Le capitaine Harry revenait.

— Il parle allemand. Pas Muller. La famille de Muller se trouve aux States depuis un siècle. Celle de Rohmer a émigré après la guerre de 1914.

— Quel âge a-t-il?

— Trente ans. Pourrait être sergent-chef, adjudant même, mais il est mal noté.

Langham en avait terminé avec Rohmer et le dirigeait vers une des cabines de décontamination.

— On continue? Demanda Symons.

— Oui. Pour le moment. Je reviens. Capitaine Harry, pouvez-vous m’accompagner?

Les deux hommes sortirent, suivis par les regards intrigués de Brandt, Jackson et Symons.

— Menez-moi à la chambre de Rohmer. Celle de Spencer se trouve dans le même coin?

— Je vais vérifier. De toute façon, il nous faut passer devant les bureaux.

Les deux sous-officiers habitaient dans le même bâtiment, au même étage. Dans la chambre de Rohmer régnait un ordre impeccable. Des photos de filles nues tapissaient les murs. Kovask chercha dans l’annote en tôle, dans le lit et la cantine. Il ne trouva qu’une liasse d’argent. Des billets espagnols de mille pesetas. Huit en tout. Ce n’était pas une somme extraordinaire, et Rohmer pouvait l’avoir gagnée au jeu.

— Allons chez Spencer.

C’était différent. La chambre n’était pas très propre et dans l’armoire en tôle régnait un désordre indescriptible. Kovask fouilla soigneusement. Il tâta le matelas, chercha autour de lui.

— Pourtant ! Murmura-t-il.

Sous le lavabo il y avait une plaque vissée.

— Qu’est-ce?

— L’accès au siphon.
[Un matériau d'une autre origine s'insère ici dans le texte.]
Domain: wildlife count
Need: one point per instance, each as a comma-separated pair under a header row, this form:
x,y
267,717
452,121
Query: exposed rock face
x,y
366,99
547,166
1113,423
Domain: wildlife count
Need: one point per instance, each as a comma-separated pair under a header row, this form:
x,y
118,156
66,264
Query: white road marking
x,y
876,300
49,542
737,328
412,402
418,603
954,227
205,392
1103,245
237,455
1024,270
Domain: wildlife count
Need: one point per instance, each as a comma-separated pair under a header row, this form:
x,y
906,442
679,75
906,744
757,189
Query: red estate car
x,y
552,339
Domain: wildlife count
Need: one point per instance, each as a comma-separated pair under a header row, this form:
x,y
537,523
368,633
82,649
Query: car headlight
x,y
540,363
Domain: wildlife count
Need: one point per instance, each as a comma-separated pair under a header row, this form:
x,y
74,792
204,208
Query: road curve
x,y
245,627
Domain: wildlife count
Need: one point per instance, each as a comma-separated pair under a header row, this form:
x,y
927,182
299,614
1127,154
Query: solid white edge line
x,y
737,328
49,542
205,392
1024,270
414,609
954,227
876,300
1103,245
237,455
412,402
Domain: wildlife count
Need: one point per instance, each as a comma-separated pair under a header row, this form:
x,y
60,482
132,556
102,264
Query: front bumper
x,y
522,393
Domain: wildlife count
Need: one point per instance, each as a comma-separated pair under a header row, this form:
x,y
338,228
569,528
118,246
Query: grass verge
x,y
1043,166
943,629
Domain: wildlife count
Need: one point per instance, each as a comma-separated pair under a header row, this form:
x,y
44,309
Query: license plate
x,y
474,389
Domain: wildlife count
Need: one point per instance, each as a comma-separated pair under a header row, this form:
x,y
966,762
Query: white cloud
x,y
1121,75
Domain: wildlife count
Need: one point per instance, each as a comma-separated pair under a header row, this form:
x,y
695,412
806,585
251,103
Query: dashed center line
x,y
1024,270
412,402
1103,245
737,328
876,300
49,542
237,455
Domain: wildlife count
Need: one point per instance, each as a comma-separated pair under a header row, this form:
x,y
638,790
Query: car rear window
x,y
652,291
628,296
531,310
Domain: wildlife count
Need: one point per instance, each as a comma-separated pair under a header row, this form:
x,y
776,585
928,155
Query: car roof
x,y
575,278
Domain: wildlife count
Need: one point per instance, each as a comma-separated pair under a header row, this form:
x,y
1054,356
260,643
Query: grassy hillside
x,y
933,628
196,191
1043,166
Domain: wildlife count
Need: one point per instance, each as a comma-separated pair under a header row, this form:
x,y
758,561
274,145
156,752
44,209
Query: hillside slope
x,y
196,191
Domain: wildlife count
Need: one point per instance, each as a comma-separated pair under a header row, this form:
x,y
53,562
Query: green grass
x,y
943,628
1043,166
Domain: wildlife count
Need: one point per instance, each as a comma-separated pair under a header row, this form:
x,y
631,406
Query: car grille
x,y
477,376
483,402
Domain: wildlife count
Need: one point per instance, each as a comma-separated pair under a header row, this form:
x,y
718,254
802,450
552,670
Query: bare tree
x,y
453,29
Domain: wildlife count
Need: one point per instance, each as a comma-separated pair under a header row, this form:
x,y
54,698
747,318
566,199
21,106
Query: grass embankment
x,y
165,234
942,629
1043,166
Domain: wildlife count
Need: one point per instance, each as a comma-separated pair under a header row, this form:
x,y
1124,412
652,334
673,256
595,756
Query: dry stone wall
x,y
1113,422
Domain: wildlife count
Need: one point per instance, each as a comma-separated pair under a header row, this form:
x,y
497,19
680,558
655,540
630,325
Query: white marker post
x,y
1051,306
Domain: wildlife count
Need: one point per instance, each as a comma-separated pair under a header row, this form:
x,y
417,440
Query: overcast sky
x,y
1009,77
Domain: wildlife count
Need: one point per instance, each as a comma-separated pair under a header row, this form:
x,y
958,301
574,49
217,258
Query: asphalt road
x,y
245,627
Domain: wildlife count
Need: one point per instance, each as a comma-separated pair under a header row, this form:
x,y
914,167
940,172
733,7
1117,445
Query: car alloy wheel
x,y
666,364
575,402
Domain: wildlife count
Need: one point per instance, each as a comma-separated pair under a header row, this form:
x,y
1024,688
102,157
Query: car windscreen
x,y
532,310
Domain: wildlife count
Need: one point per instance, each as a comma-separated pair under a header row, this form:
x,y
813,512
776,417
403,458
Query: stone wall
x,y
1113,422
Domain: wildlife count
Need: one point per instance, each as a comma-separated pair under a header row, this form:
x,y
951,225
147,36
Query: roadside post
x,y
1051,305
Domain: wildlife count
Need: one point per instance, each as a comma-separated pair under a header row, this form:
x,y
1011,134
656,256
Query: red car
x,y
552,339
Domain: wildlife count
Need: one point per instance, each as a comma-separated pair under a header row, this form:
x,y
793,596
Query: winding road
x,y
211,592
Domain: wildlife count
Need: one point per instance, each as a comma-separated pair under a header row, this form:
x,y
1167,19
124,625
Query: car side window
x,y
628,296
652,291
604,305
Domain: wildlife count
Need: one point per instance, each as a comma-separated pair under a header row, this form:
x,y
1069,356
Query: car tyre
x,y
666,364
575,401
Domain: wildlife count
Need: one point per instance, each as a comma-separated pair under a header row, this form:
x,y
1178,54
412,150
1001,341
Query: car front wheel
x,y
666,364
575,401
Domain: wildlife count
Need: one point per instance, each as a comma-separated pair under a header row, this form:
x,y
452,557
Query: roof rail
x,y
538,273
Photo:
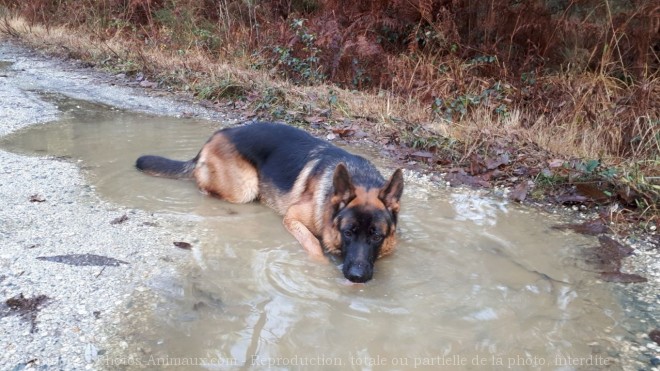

Les lavabos de deux chambres mitoyennes sont contre la même cloison. Une astuce du constructeur pour faire plus vite.

— Vous avez un tournevis?

— Un couteau.

La plaque fut rapidement dévissée. Kovask plongea la main sous le siphon et tâtonna. Il finit par trouver un objet et le remonta. C’était dans un sac de toile, un petit compteur Geiger. Du type employé par les prospecteurs amateurs, et valant vingt dollars dans les bazars des States. Le capitaine ouvrait des yeux ronds.